Do potential implementations determine research priorities?
On the one hand, it’s pretty clear that companies are eager to replicate any major success they see in-house. On the other hand, they’re also on the lookout for unique and unexpected applications for existing innovations. Currently, it’s quite evident that most big tech companies are exploring similar areas. Microsoft, for instance, used ChatGPT to revive Bing, and a month later, Google followed with Bard. Of course, each company has its own unique focus. Microsoft is much more active in our field. They’ve acquired GitHub and are actively developing Copilot and the ecosystem around it. Google is developing Project IDX, which is a web-based IDE with full support of their LLMs. And they have many more internal tools where they apply machine learning.
So, if you look at a company’s product lineup, it kind of gives away where they’re planning to put their innovation efforts. Of course, there will be entirely new products, but as practical experience has shown, not all of them will be equally useful. Keep an eye on products in AR, VR, or the metaverse – there’s no guarantee that ML-based features will sell as well there.
Isn’t there a sense of a growing bubble in AI?
It kind of feels that way. It’s evident that the rise of ChatGPT, especially with the APIs offered for building custom apps, has sparked a substantial trend, and we’ll be seeing countless startups popping up in this space.
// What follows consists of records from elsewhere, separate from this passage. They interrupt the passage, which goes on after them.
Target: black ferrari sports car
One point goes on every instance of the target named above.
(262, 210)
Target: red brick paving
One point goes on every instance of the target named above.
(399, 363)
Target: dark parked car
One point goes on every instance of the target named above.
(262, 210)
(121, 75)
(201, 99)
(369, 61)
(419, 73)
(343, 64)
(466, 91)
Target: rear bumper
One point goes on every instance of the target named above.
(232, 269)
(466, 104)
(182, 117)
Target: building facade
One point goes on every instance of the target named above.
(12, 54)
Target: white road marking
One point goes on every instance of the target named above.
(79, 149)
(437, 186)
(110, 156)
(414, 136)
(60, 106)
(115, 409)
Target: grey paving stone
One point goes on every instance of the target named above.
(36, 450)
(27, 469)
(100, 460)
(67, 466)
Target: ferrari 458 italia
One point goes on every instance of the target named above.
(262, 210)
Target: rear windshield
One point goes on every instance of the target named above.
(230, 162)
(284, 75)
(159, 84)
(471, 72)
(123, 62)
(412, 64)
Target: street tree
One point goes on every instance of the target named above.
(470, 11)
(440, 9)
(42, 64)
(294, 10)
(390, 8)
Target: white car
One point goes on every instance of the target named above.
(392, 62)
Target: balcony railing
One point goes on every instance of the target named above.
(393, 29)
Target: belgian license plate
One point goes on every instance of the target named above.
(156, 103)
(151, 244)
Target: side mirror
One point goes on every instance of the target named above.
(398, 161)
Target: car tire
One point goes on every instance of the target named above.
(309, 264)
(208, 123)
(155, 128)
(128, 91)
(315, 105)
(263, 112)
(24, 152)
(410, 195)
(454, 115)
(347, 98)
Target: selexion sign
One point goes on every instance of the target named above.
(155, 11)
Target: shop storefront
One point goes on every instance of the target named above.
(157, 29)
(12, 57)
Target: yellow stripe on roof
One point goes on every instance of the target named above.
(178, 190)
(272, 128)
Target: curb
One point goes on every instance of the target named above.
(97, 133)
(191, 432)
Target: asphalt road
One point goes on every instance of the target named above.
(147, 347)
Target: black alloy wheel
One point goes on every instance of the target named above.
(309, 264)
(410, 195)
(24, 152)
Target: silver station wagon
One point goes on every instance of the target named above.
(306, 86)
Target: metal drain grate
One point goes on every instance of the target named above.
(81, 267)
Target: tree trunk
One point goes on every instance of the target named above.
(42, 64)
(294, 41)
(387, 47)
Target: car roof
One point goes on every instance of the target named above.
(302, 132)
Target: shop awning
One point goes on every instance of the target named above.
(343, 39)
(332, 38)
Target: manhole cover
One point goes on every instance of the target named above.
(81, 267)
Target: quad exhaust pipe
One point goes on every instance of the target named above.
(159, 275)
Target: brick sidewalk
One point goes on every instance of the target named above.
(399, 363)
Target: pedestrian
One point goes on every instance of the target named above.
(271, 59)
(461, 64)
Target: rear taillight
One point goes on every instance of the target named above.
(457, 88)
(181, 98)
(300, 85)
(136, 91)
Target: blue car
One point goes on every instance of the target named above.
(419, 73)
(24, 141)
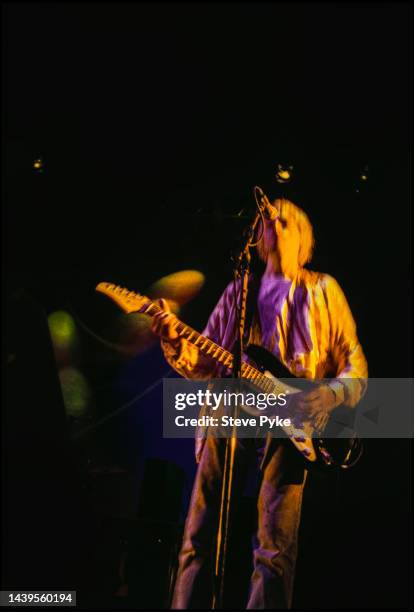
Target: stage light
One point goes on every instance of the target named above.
(284, 173)
(76, 392)
(62, 329)
(38, 165)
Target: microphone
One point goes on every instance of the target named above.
(269, 211)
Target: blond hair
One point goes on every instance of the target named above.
(289, 211)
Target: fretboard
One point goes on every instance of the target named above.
(210, 349)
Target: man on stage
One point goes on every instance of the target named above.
(303, 318)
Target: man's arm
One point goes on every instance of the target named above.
(346, 351)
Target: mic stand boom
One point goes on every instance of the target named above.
(241, 275)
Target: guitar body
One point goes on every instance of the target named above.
(322, 453)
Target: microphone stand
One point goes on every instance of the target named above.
(241, 273)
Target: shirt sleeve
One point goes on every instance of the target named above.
(346, 351)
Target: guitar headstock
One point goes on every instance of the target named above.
(127, 300)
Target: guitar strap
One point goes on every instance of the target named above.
(251, 306)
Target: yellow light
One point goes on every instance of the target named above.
(284, 174)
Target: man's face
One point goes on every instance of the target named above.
(281, 243)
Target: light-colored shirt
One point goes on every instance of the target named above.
(306, 323)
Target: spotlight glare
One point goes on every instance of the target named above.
(284, 173)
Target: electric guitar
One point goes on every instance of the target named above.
(324, 453)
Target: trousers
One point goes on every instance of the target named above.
(282, 477)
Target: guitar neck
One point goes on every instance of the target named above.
(210, 349)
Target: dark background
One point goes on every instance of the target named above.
(154, 122)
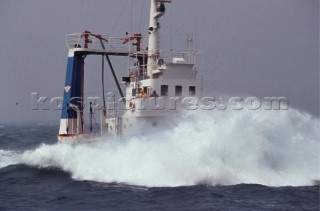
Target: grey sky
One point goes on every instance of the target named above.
(253, 47)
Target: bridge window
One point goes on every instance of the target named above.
(178, 91)
(192, 90)
(164, 90)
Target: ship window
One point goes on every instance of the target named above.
(192, 90)
(164, 90)
(178, 91)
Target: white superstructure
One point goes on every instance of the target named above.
(157, 86)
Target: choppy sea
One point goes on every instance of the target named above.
(249, 160)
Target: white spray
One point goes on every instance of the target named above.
(273, 148)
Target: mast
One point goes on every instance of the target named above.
(157, 9)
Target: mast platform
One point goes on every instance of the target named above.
(88, 43)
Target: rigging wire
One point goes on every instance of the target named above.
(141, 15)
(120, 14)
(131, 17)
(102, 82)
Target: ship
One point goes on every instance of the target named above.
(158, 85)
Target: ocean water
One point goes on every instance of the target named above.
(228, 160)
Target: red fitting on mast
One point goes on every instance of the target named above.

There was even this recent article that listed 126 unicorn AI startups – companies valued at over $1 billion each. Can a single project be worth a billion? Absolutely. But can every single one of them? I have my doubts.
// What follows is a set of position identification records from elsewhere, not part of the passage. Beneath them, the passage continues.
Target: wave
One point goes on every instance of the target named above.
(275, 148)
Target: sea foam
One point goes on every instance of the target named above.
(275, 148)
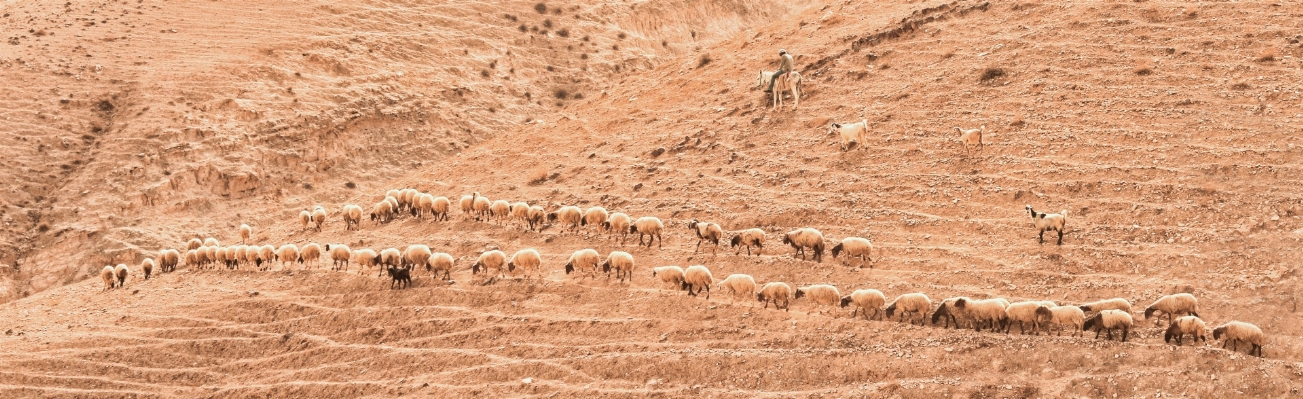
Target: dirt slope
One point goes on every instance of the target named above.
(1165, 129)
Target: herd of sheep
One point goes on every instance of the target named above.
(994, 314)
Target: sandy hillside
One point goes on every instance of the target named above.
(1166, 131)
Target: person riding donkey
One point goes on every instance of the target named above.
(786, 64)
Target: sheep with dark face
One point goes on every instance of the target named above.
(805, 237)
(1049, 222)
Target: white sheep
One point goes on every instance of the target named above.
(310, 253)
(851, 133)
(1049, 222)
(1172, 305)
(669, 274)
(738, 284)
(865, 300)
(749, 237)
(820, 294)
(805, 237)
(441, 262)
(1237, 333)
(107, 275)
(696, 278)
(1109, 304)
(855, 247)
(971, 137)
(915, 303)
(1027, 313)
(568, 214)
(650, 227)
(366, 258)
(619, 261)
(339, 256)
(984, 312)
(584, 261)
(121, 271)
(618, 223)
(491, 264)
(1067, 316)
(706, 232)
(528, 261)
(1109, 321)
(1183, 325)
(352, 217)
(775, 292)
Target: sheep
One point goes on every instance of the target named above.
(567, 214)
(1109, 321)
(310, 254)
(851, 133)
(989, 312)
(706, 232)
(390, 257)
(528, 261)
(304, 218)
(366, 258)
(775, 292)
(468, 205)
(401, 277)
(520, 213)
(1067, 316)
(499, 210)
(266, 253)
(749, 237)
(536, 217)
(121, 271)
(382, 211)
(1172, 305)
(618, 223)
(650, 227)
(619, 261)
(417, 254)
(669, 274)
(865, 300)
(439, 207)
(1109, 304)
(1049, 222)
(481, 206)
(971, 137)
(738, 284)
(147, 267)
(949, 313)
(1027, 313)
(805, 237)
(820, 294)
(287, 254)
(696, 278)
(594, 217)
(352, 215)
(915, 303)
(441, 262)
(167, 260)
(1183, 325)
(339, 254)
(855, 247)
(107, 275)
(1237, 331)
(583, 261)
(491, 260)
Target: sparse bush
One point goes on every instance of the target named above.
(992, 73)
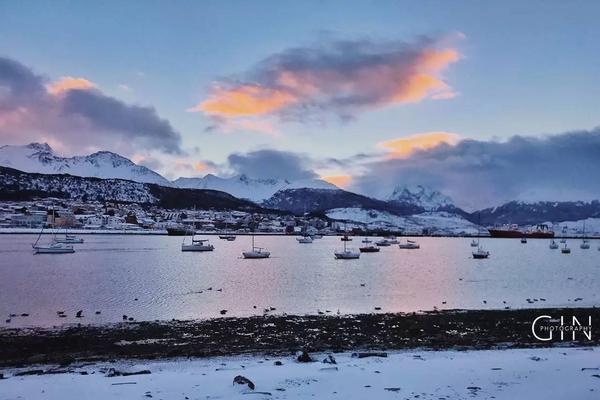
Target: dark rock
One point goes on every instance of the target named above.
(30, 372)
(369, 354)
(305, 357)
(329, 360)
(113, 372)
(242, 380)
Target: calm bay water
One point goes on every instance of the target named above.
(148, 278)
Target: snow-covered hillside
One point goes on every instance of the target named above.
(244, 187)
(40, 158)
(438, 222)
(419, 195)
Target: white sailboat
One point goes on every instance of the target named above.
(480, 253)
(585, 244)
(53, 247)
(304, 239)
(197, 245)
(256, 252)
(409, 245)
(346, 254)
(227, 235)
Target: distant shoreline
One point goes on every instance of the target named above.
(32, 231)
(452, 329)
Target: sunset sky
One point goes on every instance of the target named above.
(343, 90)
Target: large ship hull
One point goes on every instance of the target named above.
(502, 233)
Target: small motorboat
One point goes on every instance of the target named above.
(346, 254)
(228, 237)
(197, 245)
(392, 239)
(256, 252)
(480, 253)
(53, 248)
(410, 245)
(304, 240)
(369, 249)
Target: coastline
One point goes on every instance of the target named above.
(436, 330)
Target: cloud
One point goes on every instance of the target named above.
(477, 173)
(74, 115)
(342, 77)
(271, 164)
(341, 181)
(403, 147)
(67, 83)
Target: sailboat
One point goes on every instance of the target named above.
(410, 245)
(256, 252)
(585, 244)
(197, 245)
(480, 253)
(227, 235)
(69, 239)
(346, 254)
(53, 247)
(305, 239)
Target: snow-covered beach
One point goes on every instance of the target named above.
(549, 373)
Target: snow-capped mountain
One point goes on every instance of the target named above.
(244, 187)
(434, 222)
(40, 158)
(19, 185)
(419, 195)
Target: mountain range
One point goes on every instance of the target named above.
(31, 162)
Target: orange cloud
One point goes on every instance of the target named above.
(200, 166)
(245, 100)
(404, 147)
(340, 77)
(67, 83)
(341, 181)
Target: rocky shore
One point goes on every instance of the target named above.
(284, 334)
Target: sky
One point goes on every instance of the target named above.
(357, 92)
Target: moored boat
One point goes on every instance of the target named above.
(409, 245)
(512, 231)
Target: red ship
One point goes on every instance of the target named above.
(513, 231)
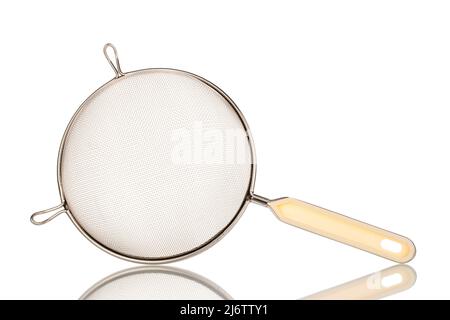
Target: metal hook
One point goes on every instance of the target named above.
(116, 66)
(38, 222)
AI faces another challenge: its ability to generate new knowledge. OpenAI often boasts that the GPT-4 model can outperform 90% of people who pass the bar exam. Does this mean it’s a great model? Probably, yes. But it also highlights issues in the testing procedure. As far as we know, most tests that people take are focused on how well they’ve memorized information. OpenAI claims that their model can solve competitive programming problems, but that’s only true if you feed it problems from before 2021. Anything new, and it fails completely. Well, some tasks really need responses based on solid knowledge. For example, when ChatGPT-4 was given a step-by-step guide on calculating taxes, it broke it down nicely, explaining what to pay and how. However, it’s pretty clear that it essentially read the instructions and spit them out, one piece at a time. So, the model aces these tests mainly because it was trained on them in the first place. This goes against a fundamental rule: you shouldn’t test on the same data that you trained on. But what if your training dataset is the entire Internet? To us, it might seem like the AI is creating new information, especially because we humans can’t memorize the entire Internet. That’s why the AI’s recollection seems like it’s generating fresh knowledge. But what if it simply has a very good memory?